Thickest
Thick Thick (th[i^]k), a. [Compar. {Thicker} (-[~e]r); superl. {Thickest}.] [OE. thicke, AS. [thorn]icce; akin to D. dik, OS. thikki, OHG. dicchi thick, dense, G. dick thick, Icel. [thorn]ykkr, [thorn]j["o]kkr, and probably to Gael. & Ir. tiugh. Cf. {Tight}.] 1. Measuring in the third dimension other than length and breadth, or in general dimension other than length; -- said of a solid body; as, a timber seven inches thick. [1913 Webster]

Were it as thick as is a branched oak. --Chaucer. [1913 Webster]

My little finger shall be thicker than my father's loins. --1 Kings xii. 10. [1913 Webster]

2. Having more depth or extent from one surface to its opposite than usual; not thin or slender; as, a thick plank; thick cloth; thick paper; thick neck. [1913 Webster]

3. Dense; not thin; inspissated; as, thick vapors. Also used figuratively; as, thick darkness. [1913 Webster]

Make the gruel thick and slab. --Shak. [1913 Webster]

4. Not transparent or clear; hence, turbid, muddy, or misty; as, the water of a river is apt to be thick after a rain. ``In a thick, misty day.'' --Sir W. Scott. [1913 Webster]

5. Abundant, close, or crowded in space; closely set; following in quick succession; frequently recurring. [1913 Webster]

The people were gathered thick together. --Luke xi. 29. [1913 Webster]

Black was the forest; thick with beech it stood. --Dryden. [1913 Webster]

6. Not having due distinction of syllables, or good articulation; indistinct; as, a thick utterance. [1913 Webster]

7. Deep; profound; as, thick sleep. [R.] --Shak. [1913 Webster]

8. Dull; not quick; as, thick of fearing. --Shak. [1913 Webster]

His dimensions to any thick sight were invincible. --Shak. [1913 Webster]

9. Intimate; very friendly; familiar. [Colloq.] [1913 Webster]

We have been thick ever since. --T. Hughes. [1913 Webster]

Note: Thick is often used in the formation of compounds, most of which are self-explaining; as, thick-barred, thick-bodied, thick-coming, thick-cut, thick-flying, thick-growing, thick-leaved, thick-lipped, thick-necked, thick-planted, thick-ribbed, thick-shelled, thick-woven, and the like. [1913 Webster]
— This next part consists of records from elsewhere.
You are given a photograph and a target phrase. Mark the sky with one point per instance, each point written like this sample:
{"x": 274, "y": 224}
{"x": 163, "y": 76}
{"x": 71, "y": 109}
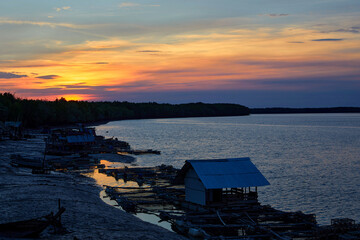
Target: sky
{"x": 258, "y": 53}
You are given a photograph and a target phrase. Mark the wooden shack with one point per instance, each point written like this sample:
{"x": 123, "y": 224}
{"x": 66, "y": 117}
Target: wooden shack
{"x": 220, "y": 181}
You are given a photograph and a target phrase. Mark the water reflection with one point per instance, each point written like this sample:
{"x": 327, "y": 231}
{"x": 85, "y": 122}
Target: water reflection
{"x": 102, "y": 179}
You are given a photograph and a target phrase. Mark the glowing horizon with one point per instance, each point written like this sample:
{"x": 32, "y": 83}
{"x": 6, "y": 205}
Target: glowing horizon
{"x": 140, "y": 51}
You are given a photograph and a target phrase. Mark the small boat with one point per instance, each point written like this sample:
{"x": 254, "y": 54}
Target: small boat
{"x": 29, "y": 228}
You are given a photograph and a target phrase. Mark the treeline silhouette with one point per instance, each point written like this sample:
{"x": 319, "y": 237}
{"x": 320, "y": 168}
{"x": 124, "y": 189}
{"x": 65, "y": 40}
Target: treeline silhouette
{"x": 305, "y": 110}
{"x": 34, "y": 113}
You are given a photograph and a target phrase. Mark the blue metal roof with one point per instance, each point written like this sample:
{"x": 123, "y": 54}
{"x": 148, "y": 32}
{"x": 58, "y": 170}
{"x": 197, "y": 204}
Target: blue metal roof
{"x": 228, "y": 173}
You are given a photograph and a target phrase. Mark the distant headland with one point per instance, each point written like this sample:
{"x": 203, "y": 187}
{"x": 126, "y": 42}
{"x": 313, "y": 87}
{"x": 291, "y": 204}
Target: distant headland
{"x": 35, "y": 113}
{"x": 305, "y": 110}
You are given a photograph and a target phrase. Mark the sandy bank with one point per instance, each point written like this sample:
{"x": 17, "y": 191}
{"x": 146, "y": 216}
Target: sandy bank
{"x": 25, "y": 196}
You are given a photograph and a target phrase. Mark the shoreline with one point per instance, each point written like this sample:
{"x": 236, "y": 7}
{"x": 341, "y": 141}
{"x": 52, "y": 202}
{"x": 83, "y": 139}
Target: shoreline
{"x": 25, "y": 196}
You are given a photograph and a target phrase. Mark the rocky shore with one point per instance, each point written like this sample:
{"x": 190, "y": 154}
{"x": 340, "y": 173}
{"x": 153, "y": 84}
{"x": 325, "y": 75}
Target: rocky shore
{"x": 24, "y": 195}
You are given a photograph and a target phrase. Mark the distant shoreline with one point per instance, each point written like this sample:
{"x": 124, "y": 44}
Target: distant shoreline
{"x": 277, "y": 110}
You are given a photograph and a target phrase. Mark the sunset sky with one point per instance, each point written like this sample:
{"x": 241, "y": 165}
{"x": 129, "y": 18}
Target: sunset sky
{"x": 259, "y": 53}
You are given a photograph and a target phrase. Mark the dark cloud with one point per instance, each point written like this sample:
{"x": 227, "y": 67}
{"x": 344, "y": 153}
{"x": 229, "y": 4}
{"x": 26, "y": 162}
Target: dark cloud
{"x": 49, "y": 77}
{"x": 272, "y": 63}
{"x": 346, "y": 30}
{"x": 149, "y": 51}
{"x": 328, "y": 39}
{"x": 277, "y": 15}
{"x": 8, "y": 75}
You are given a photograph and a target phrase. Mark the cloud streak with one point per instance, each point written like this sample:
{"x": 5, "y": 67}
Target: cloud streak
{"x": 62, "y": 8}
{"x": 42, "y": 24}
{"x": 328, "y": 40}
{"x": 9, "y": 75}
{"x": 48, "y": 77}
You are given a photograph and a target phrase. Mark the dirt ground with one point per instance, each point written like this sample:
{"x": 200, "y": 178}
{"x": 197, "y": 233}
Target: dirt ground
{"x": 24, "y": 195}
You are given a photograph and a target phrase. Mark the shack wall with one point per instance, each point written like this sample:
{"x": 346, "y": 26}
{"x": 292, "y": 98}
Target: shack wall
{"x": 194, "y": 189}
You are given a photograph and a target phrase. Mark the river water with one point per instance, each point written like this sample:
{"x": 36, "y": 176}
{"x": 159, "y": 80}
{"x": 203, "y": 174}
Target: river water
{"x": 311, "y": 160}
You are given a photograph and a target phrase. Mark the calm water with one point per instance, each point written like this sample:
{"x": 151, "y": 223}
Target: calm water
{"x": 311, "y": 160}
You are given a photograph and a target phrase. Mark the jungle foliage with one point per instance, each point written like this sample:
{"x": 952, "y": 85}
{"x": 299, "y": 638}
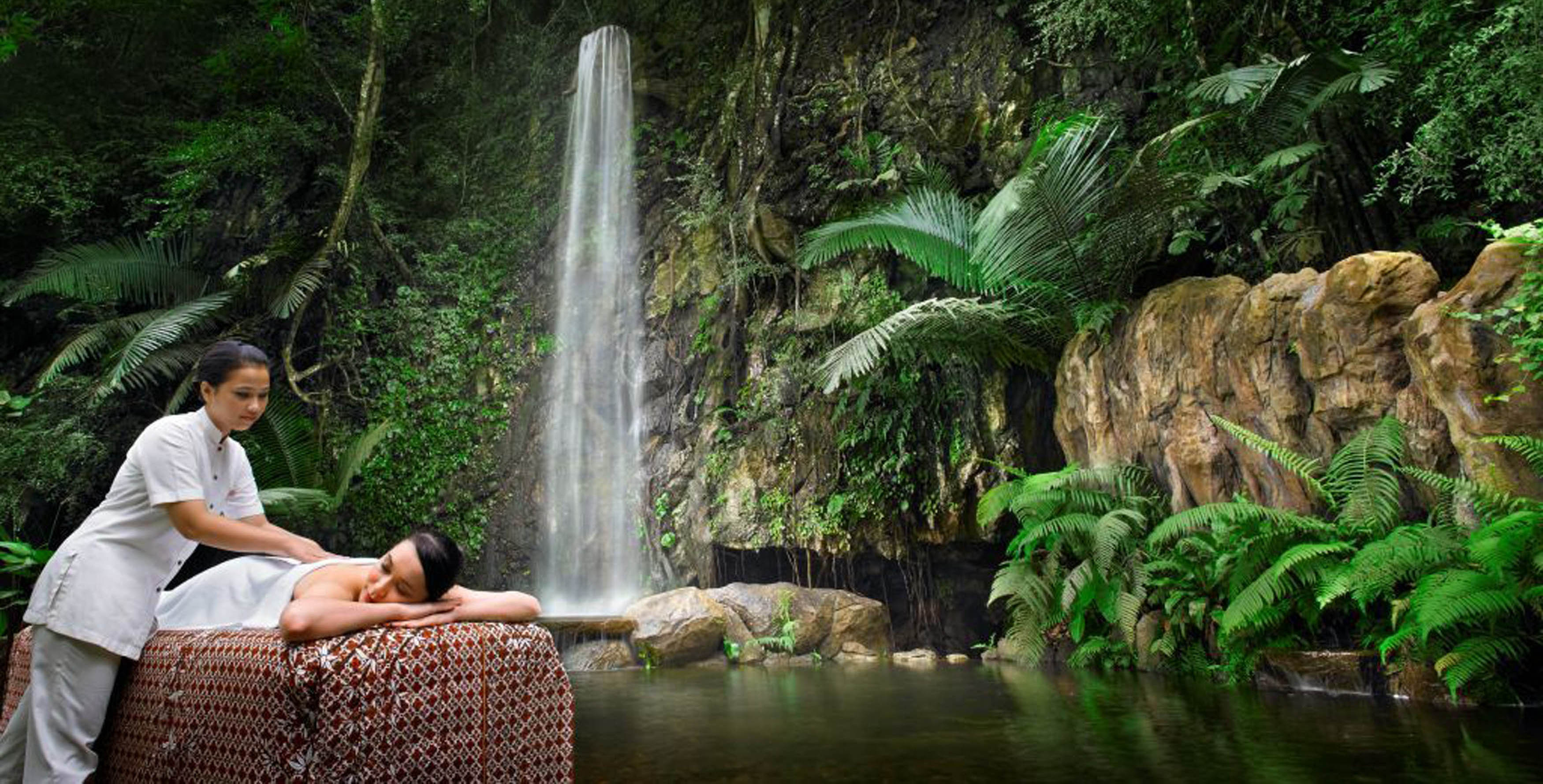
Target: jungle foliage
{"x": 1229, "y": 581}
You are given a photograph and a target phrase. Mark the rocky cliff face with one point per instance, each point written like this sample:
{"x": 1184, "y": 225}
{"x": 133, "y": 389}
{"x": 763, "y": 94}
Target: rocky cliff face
{"x": 1306, "y": 360}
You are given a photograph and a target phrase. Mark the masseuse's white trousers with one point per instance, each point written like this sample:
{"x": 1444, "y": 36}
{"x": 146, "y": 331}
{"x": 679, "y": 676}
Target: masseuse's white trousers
{"x": 61, "y": 713}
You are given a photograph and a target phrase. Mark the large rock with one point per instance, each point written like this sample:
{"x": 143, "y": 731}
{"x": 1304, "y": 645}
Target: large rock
{"x": 689, "y": 624}
{"x": 1306, "y": 360}
{"x": 761, "y": 609}
{"x": 1456, "y": 369}
{"x": 678, "y": 627}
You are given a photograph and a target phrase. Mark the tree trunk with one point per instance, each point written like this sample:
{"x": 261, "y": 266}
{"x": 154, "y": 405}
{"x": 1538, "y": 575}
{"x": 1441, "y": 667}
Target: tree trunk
{"x": 309, "y": 279}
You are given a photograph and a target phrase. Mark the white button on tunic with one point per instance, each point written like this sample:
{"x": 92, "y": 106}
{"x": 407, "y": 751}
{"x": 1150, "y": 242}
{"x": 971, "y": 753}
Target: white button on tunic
{"x": 102, "y": 584}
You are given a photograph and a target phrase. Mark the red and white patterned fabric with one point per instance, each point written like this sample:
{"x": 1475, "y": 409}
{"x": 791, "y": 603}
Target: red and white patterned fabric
{"x": 462, "y": 703}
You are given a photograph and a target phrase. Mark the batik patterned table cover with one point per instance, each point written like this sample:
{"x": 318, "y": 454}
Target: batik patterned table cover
{"x": 462, "y": 703}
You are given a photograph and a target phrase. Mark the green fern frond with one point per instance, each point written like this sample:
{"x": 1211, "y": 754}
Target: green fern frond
{"x": 1400, "y": 638}
{"x": 1074, "y": 524}
{"x": 1454, "y": 598}
{"x": 357, "y": 454}
{"x": 1400, "y": 557}
{"x": 996, "y": 502}
{"x": 932, "y": 229}
{"x": 1477, "y": 657}
{"x": 1528, "y": 446}
{"x": 95, "y": 342}
{"x": 1488, "y": 501}
{"x": 1114, "y": 533}
{"x": 1363, "y": 476}
{"x": 1215, "y": 516}
{"x": 1308, "y": 468}
{"x": 144, "y": 272}
{"x": 1277, "y": 582}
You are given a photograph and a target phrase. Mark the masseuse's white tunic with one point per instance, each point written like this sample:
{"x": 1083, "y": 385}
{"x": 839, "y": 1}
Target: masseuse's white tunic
{"x": 96, "y": 599}
{"x": 104, "y": 582}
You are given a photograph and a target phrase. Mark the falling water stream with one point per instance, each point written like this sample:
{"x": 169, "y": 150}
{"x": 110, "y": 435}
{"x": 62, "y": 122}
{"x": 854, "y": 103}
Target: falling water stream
{"x": 592, "y": 557}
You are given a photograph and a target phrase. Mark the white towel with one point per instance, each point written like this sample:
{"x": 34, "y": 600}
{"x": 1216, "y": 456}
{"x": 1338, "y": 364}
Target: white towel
{"x": 243, "y": 593}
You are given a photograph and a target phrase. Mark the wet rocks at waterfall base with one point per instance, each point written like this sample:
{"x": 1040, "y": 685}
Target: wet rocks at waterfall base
{"x": 797, "y": 624}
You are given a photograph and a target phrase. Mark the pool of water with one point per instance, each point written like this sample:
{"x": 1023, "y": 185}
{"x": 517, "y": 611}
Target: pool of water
{"x": 979, "y": 723}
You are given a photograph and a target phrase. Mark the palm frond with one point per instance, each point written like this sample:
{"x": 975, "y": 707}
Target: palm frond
{"x": 294, "y": 502}
{"x": 145, "y": 272}
{"x": 1030, "y": 230}
{"x": 1289, "y": 156}
{"x": 968, "y": 329}
{"x": 1308, "y": 468}
{"x": 95, "y": 342}
{"x": 1488, "y": 501}
{"x": 996, "y": 502}
{"x": 161, "y": 366}
{"x": 929, "y": 227}
{"x": 166, "y": 329}
{"x": 306, "y": 280}
{"x": 283, "y": 446}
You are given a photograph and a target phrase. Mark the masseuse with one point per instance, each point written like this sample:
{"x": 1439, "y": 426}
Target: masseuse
{"x": 184, "y": 482}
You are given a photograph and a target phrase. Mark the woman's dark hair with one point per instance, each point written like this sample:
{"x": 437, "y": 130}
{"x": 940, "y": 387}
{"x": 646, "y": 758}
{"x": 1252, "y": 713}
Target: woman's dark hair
{"x": 227, "y": 356}
{"x": 440, "y": 559}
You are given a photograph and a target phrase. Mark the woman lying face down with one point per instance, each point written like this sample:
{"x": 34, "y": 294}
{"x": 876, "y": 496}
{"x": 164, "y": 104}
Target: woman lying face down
{"x": 411, "y": 585}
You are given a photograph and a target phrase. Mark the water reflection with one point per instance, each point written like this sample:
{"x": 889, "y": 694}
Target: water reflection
{"x": 988, "y": 723}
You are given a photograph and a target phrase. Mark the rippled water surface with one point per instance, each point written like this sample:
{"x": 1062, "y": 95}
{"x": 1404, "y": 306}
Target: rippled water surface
{"x": 979, "y": 723}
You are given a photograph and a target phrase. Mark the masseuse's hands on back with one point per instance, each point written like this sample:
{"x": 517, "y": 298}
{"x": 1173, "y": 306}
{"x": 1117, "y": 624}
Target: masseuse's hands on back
{"x": 249, "y": 535}
{"x": 306, "y": 550}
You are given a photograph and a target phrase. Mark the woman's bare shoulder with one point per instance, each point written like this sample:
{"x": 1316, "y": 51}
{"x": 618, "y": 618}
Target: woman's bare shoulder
{"x": 335, "y": 581}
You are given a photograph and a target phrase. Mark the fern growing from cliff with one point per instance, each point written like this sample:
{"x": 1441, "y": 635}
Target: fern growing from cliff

{Thick register}. (Phon.) See the Note under {Register}, n., 7.

{Thick stuff} (Naut.), all plank that is more than four inches thick and less than twelve. --J. Knowles. [1913 Webster]

Syn: Dense; close; compact; solid; gross; coarse. [1913 Webster]


The Collaborative International Dictionary of English. 2000.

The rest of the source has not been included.